La solution est rappelée par l'arrêt rapporté, le droit d'option ayant été exercé par le bailleur et la Cour de cassation ayant rappelé, dans ce cas et au visa de l'article L. 145-28 du Code de commerce, que l'indemnité d'occupation devait être fixée à la valeur locative.

La Cour de cassation ne procède toutefois pas à un simple rappel puisqu'elle fait application de cette solution dans une hypothèse où le bail stipulait une clause-recettes et que les juges du fond avaient appliqué cette dernière pour fixer le montant de l'indemnité d'occupation.

Toutefois, l'indemnité d'occupation doit être distinguée du loyer, la première étant due en contrepartie de la jouissance des lieux alors que le bail est expiré, le second étant une prestation contractuelle due en échange, certes, également, de la jouissance des lieux, mais cette jouissance étant dans ce cas elle-même une prestation contractuelle due en vertu du bail.

En conséquence, une fois admis que le bailleur peut, même en présence d'une clause-recettes, exercer son droit d'option, il n'existait aucune raison de fixer l'indemnité d'occupation due par le preneur subséquemment à l'exercice de ce droit en appliquant la clause-recettes qui n'a vocation qu'à régir la fixation du montant du loyer.

A cet égard, la règle selon laquelle le loyer en renouvellement doit être fixé selon la seule clause-recettes ne peut trouver application, précisément parce que l'indemnité d'occupation n'est pas un loyer.

C'est ce que précise avec force la Cour de cassation dans cet arrêt du 3 octobre 2007 : "l'indemnité d'occupation étant distincte du loyer auquel elle se substitue de plein droit dès l'exercice par le bailleur de son droit d'option, cette indemnité doit correspondre, à défaut de convention contraire, à la valeur locative".

Il importait peu, à ce titre, que le loyer en renouvellement fût définitivement fixé, comme l'avait relevé les juges du fond, pour justifier la fixation du montant de l'indemnité d'occupation par application de la clause-recettes.

La Cour de cassation énonce, cependant, que la solution n'est applicable qu'à défaut de convention contraire.

Il semblerait, en conséquence, que les parties puissent prévoir, dès la conclusion du bail, les modalités de fixation de l'indemnité d'occupation due par le preneur occupant les lieux dans l'attente du paiement de l'indemnité d'éviction.

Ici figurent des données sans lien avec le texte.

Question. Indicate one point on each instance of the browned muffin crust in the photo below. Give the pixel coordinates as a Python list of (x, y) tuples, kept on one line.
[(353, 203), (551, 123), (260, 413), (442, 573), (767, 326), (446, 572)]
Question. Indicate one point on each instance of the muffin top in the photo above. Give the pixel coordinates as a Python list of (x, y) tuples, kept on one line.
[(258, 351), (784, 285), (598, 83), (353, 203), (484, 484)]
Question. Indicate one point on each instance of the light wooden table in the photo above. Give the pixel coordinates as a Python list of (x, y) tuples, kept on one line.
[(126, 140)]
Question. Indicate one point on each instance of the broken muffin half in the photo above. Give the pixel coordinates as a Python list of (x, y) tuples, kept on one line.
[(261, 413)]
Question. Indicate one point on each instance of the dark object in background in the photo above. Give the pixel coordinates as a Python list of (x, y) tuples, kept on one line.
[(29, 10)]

Il est vrai, en effet, que les dispositions de l'article L. 145-28 du Code de commerce ne sont pas visées par l'article L. 145-15 du Code de commerce (N° Lexbase : L5743AIK), énumérant les dispositions d'ordre public auxquelles il ne peut être dérogé. En conséquence, il ne semble pas exclu que les parties à un bail puissent prévoir que l'indemnité d'occupation sera fixée en application d'une clause-recettes.

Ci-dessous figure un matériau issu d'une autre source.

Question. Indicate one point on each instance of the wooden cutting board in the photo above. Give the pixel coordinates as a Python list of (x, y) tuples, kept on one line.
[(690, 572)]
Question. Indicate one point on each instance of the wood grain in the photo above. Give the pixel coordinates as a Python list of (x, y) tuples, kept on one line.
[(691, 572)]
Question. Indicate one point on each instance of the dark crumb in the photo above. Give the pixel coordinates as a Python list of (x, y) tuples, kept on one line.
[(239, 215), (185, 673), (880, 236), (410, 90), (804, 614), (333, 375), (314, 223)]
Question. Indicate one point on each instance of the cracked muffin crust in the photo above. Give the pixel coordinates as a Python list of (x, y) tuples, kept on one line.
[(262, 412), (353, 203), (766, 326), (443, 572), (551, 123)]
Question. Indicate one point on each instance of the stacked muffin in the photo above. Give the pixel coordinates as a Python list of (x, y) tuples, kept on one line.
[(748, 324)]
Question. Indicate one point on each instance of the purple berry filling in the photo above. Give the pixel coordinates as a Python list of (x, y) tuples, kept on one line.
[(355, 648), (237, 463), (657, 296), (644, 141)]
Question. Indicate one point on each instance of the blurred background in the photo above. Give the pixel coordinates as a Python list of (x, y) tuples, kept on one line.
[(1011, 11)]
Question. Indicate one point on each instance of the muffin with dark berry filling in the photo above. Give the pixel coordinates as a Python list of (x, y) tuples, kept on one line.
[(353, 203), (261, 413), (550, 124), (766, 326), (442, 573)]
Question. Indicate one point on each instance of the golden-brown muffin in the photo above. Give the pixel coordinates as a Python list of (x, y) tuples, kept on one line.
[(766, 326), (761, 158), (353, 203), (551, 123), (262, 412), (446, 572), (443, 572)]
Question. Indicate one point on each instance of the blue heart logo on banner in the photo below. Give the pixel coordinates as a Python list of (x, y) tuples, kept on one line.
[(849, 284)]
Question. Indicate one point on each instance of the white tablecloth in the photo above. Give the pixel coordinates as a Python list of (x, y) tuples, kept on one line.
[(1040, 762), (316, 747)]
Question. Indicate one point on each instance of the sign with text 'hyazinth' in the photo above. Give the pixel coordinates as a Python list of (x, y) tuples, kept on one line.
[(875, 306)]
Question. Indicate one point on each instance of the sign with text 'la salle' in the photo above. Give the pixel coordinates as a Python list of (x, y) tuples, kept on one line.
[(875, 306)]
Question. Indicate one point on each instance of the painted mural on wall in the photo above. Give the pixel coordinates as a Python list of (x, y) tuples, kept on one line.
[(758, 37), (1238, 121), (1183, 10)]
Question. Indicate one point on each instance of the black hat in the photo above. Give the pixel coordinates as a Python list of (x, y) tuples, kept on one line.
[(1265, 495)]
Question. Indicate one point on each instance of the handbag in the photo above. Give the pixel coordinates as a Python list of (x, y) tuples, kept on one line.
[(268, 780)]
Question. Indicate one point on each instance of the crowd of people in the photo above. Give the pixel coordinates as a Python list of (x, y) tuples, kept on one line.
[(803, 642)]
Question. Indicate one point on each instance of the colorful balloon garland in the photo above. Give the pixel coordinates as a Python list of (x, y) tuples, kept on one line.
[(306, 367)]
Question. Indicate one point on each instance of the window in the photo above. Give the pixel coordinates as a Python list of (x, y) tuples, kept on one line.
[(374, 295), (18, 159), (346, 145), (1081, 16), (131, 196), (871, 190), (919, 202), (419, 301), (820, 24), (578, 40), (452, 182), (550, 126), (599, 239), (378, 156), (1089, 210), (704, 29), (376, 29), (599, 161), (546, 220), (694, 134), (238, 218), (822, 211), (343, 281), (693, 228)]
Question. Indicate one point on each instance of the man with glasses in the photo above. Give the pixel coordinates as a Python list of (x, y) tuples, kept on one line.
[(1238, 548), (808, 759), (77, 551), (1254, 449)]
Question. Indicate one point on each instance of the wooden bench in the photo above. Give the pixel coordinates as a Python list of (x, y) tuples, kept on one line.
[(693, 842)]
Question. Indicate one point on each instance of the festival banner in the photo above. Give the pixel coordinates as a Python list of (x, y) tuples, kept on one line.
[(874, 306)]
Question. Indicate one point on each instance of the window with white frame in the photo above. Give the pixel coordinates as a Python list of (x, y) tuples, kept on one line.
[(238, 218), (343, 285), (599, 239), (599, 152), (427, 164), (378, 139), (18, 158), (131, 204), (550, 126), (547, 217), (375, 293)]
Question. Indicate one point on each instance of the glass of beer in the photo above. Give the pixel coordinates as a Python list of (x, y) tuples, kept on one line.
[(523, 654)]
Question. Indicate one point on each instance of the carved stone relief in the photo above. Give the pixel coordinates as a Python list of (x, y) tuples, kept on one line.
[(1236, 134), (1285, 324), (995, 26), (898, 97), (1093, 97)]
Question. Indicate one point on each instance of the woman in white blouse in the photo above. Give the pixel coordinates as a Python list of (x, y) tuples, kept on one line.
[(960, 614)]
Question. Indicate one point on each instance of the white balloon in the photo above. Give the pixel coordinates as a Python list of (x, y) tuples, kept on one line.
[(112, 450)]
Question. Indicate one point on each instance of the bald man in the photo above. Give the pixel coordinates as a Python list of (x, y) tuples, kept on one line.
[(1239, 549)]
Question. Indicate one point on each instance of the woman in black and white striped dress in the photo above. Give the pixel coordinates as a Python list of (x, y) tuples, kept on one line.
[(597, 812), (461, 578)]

Il faudra, néanmoins, veiller à la rédaction d'une telle clause. La cour d'appel de Paris a ainsi jugé, dans une espèce où le bail stipulait que l'indemnité d'occupation serait fixée forfaitairement sur la base du double du montant du loyer "après résiliation de plein droit ou judiciaire ou expiration du bail", que cette clause ne couvrait pas l'hypothèse d'un maintien dans les lieux dans l'attente du paiement de l'indemnité d'éviction (CA Paris, 16ème ch., sect. A, 23 novembre 2005, n° 04 /13690, SARL Bal Jouets c/ SAS Hammerson Centre Commercial Italie N° Lexbase : A2329DM9).